Critics have long charged that the situation was not wholly different even under her rule, when Pakistan backed the Taliban and used Islamic extremist groups as levers against its neighbor, India, in their dispute over the border territory of Kashmir.
But Bhutto defended her government's performance in fighting terrorism, saying that even though she supported the Taliban in their early days, during her time in office there were no Qaeda terrorist training camps in Pakistan, and no terrorist acts anywhere in the world connected to Pakistan.
She said she had collaborated closely with the F.B.I. in the arrest of Ramzi Yousef, the man behind the 1993 bombing of the World Trade Center, and had cracked down on extremist groups. At least six terrorist plots, including the London transit bombings, have been traced to Pakistan since General Musharraf took power.
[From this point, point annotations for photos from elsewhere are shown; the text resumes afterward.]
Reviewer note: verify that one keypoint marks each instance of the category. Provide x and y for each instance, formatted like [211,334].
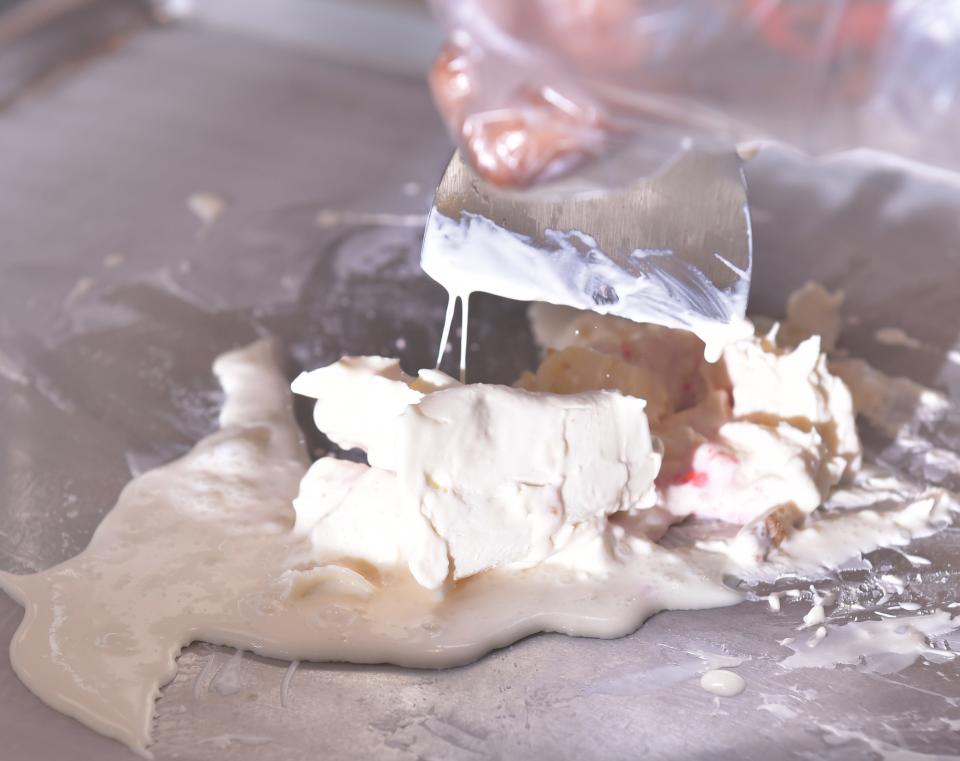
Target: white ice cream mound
[623,430]
[485,514]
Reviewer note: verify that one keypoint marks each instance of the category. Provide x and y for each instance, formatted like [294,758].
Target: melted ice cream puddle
[171,563]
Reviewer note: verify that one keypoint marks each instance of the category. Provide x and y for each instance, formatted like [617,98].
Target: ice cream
[483,515]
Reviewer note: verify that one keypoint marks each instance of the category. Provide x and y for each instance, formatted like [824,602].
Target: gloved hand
[529,89]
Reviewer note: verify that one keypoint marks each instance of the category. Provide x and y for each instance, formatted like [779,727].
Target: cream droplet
[723,683]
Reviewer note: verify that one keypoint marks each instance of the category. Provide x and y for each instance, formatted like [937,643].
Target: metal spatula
[673,249]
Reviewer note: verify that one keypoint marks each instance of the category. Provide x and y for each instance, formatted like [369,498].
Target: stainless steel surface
[696,209]
[114,300]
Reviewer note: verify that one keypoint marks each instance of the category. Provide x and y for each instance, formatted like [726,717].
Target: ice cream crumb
[723,683]
[206,206]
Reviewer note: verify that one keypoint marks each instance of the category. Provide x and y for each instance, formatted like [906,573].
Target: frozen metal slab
[114,299]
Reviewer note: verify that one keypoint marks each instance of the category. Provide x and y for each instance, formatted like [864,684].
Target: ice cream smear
[483,513]
[474,254]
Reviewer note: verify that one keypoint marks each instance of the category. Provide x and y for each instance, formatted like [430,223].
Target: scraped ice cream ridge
[485,513]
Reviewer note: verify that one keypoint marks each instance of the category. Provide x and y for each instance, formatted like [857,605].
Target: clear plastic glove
[530,89]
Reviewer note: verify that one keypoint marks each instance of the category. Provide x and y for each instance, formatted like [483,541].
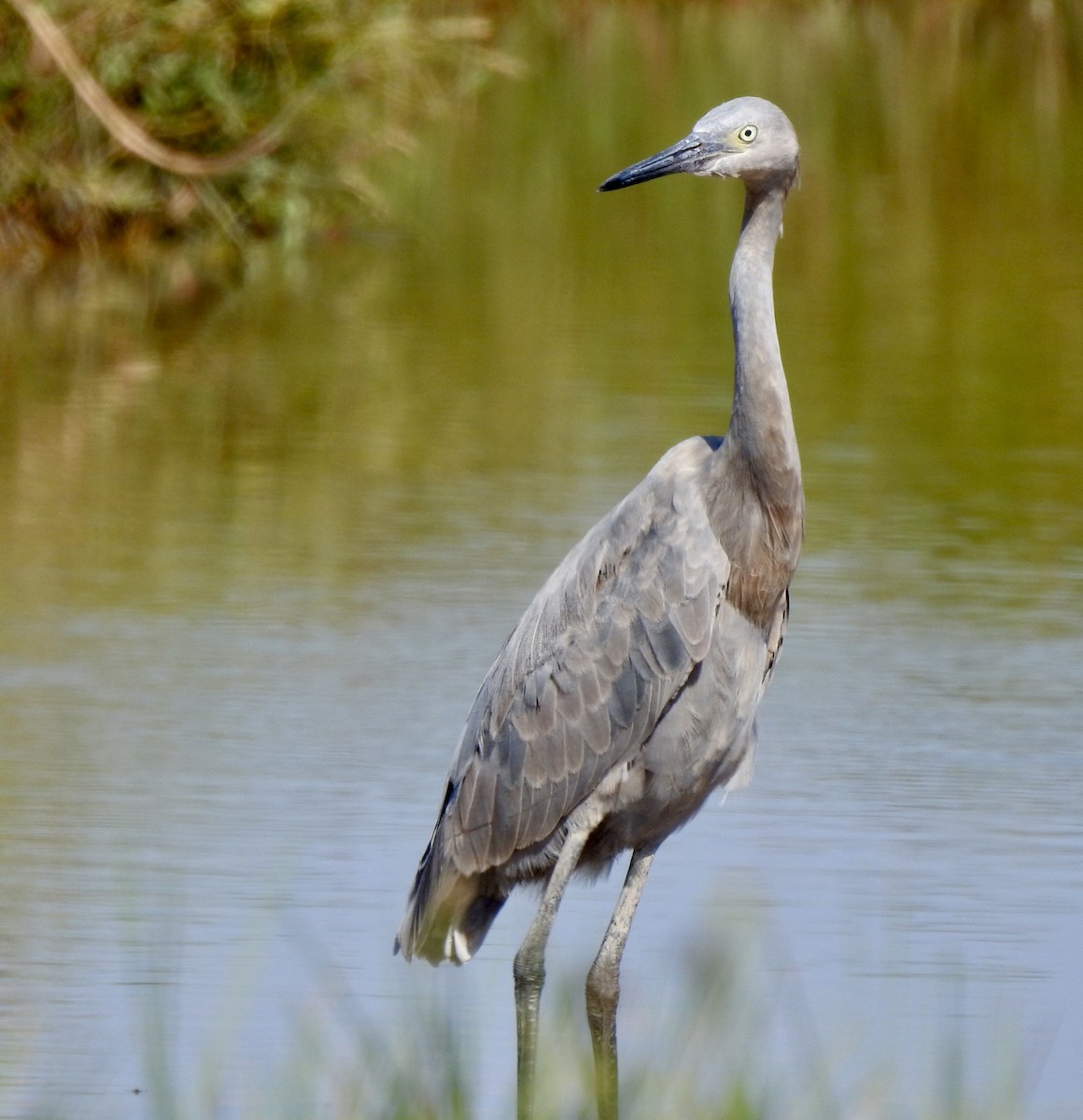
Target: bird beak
[686,155]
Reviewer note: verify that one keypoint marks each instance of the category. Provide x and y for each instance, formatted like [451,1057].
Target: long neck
[762,423]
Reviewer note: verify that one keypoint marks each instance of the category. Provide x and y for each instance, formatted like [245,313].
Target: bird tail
[448,914]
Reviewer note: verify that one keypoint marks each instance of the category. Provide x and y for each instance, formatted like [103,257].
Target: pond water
[253,566]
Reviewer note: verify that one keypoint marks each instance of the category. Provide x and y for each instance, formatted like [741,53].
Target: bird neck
[762,423]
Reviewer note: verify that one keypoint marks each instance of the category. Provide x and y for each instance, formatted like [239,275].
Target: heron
[628,690]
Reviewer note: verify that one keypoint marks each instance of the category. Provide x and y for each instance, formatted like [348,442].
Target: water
[254,565]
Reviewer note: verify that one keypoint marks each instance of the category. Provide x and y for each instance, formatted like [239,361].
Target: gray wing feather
[583,680]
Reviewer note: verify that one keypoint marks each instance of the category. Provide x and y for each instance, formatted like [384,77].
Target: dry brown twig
[123,128]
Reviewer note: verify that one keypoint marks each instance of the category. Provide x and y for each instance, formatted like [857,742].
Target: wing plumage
[616,637]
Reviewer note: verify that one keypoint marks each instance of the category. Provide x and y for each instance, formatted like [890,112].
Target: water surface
[254,565]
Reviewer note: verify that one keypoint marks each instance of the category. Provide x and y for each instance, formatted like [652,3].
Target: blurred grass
[352,82]
[724,1043]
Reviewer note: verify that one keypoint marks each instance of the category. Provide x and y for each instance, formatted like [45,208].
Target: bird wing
[599,655]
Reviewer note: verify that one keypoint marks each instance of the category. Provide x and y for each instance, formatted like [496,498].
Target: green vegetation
[724,1043]
[289,102]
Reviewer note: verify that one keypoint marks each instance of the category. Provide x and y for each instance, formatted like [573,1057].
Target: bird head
[747,139]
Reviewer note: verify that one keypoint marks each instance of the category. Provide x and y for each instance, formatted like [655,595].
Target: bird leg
[604,984]
[530,968]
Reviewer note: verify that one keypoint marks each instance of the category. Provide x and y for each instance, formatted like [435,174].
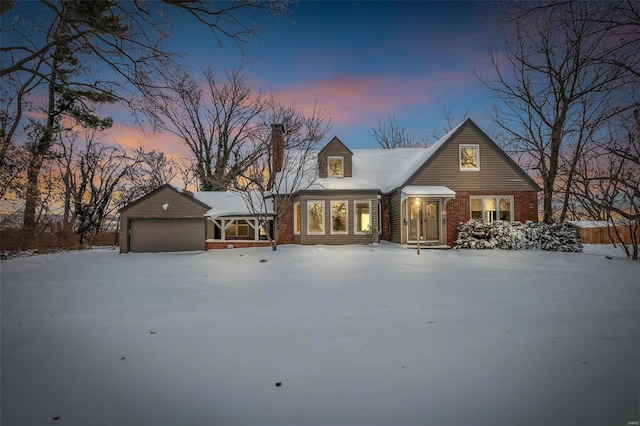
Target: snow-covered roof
[374,169]
[439,191]
[227,203]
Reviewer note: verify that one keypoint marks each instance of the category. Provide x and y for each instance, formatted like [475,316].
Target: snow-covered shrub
[478,234]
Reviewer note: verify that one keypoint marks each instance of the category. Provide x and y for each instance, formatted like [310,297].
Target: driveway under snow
[354,335]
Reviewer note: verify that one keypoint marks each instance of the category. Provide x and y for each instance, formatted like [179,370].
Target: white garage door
[157,235]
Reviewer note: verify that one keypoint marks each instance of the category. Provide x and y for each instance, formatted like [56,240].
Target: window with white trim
[362,216]
[296,218]
[492,208]
[335,166]
[315,217]
[339,215]
[237,229]
[469,157]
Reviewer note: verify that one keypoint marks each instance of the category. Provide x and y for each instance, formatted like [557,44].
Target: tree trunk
[41,148]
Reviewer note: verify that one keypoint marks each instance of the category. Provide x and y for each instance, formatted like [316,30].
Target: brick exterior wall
[525,207]
[285,237]
[286,227]
[214,245]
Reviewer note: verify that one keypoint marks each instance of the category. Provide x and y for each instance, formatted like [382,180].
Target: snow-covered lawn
[355,335]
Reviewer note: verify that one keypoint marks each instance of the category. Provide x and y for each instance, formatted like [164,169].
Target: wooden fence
[601,235]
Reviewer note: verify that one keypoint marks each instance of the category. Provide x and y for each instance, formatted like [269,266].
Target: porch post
[418,223]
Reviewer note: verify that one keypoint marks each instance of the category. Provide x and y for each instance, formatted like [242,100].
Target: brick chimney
[277,146]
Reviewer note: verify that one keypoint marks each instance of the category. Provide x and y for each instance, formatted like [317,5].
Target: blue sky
[362,61]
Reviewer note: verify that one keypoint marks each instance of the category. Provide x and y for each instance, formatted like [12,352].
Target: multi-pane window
[362,215]
[237,229]
[315,217]
[296,218]
[339,217]
[335,166]
[469,157]
[492,208]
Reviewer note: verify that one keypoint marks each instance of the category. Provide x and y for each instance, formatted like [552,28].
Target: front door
[423,219]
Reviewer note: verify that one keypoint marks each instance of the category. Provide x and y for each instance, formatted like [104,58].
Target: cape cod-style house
[404,195]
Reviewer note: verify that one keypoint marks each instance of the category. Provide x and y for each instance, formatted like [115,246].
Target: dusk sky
[362,61]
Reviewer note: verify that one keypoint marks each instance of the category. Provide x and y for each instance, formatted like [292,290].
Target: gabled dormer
[334,160]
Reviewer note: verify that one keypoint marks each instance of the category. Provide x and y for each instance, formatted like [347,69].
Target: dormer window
[469,157]
[335,166]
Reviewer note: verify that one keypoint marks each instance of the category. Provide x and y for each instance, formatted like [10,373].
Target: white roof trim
[426,191]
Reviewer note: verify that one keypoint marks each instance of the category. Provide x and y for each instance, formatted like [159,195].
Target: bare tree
[390,134]
[609,183]
[91,174]
[450,121]
[270,186]
[152,170]
[557,86]
[84,53]
[217,123]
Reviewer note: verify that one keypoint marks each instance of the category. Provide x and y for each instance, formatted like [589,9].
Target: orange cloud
[132,136]
[354,100]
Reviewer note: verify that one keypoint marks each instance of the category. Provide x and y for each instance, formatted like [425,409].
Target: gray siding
[495,172]
[396,217]
[335,148]
[327,237]
[181,206]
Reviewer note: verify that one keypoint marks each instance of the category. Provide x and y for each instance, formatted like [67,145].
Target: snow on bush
[478,234]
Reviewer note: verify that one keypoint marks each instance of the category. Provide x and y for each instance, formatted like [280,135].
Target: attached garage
[158,235]
[165,220]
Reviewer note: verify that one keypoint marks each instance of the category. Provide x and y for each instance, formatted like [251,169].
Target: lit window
[362,216]
[315,217]
[492,208]
[237,229]
[339,217]
[296,218]
[505,210]
[469,157]
[335,166]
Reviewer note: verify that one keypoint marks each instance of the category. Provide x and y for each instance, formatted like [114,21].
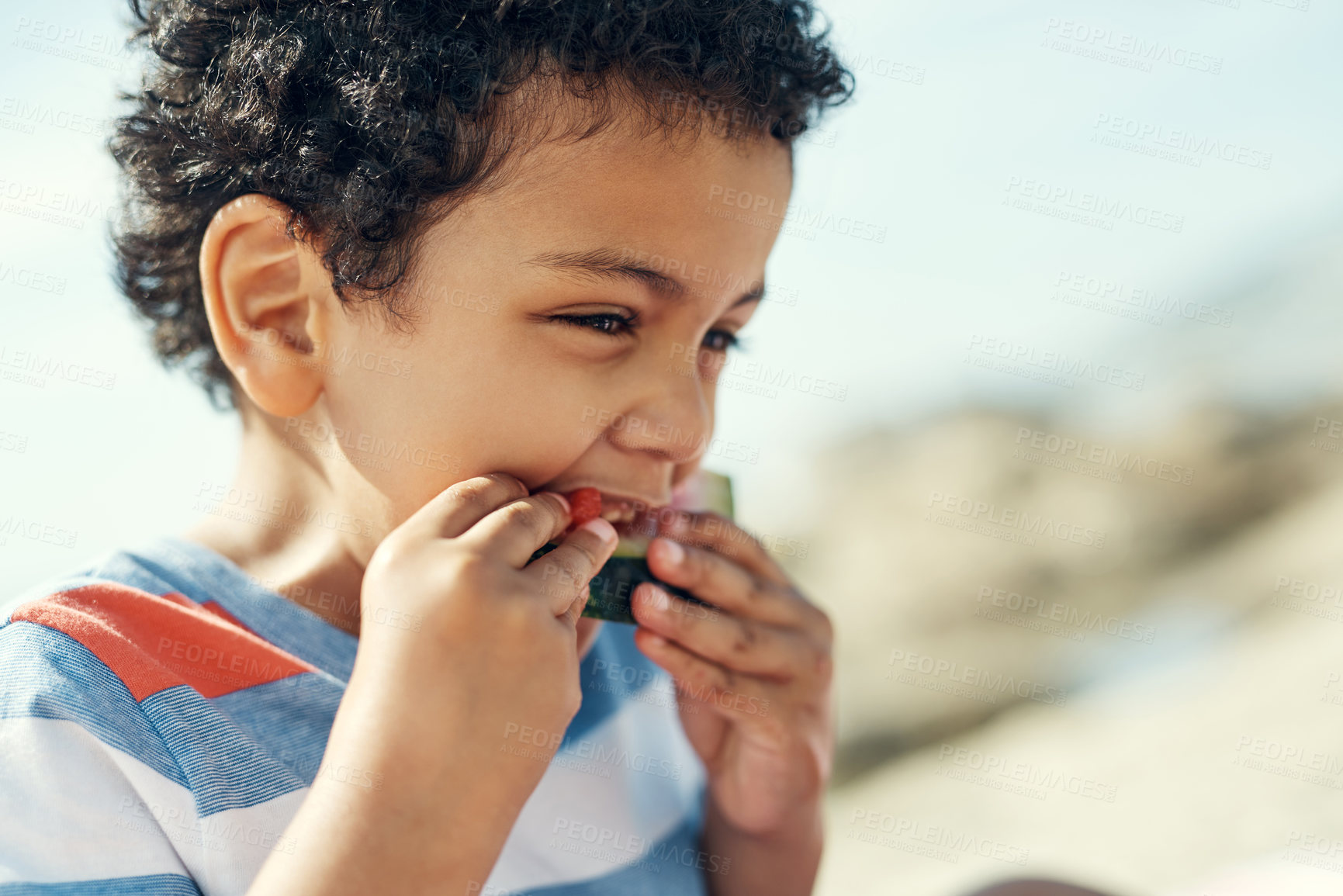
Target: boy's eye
[720,340]
[611,324]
'Look at what there was in 2002, and see how much worse the situation has got by 2007," she said. Yet, Washington continues to support General Musharraf, she said, giving him billions of dollars in assistance since 2001.
Despite her alarm, Bhutto said she believed that the religious hard-liners in both the intelligence circle and jihadi groups were running out of options. And open and fair elections would show just how little support the religious parties and extremists actually have in the country, she said.
"Elections are important because at the end of the day when we empower the people, the minority extremists will get totally marginalized and sidelined; their strength is being disproportionately blown up," she said.
"It is a battle for the heart and soul of Pakistan," she said. "It is also a battle for the rest of the Muslim world and the world at large. It is not just Pakistan; what we are doing in Pakistan has much larger implications not only on Afghanistan and India, but in my view for the larger world."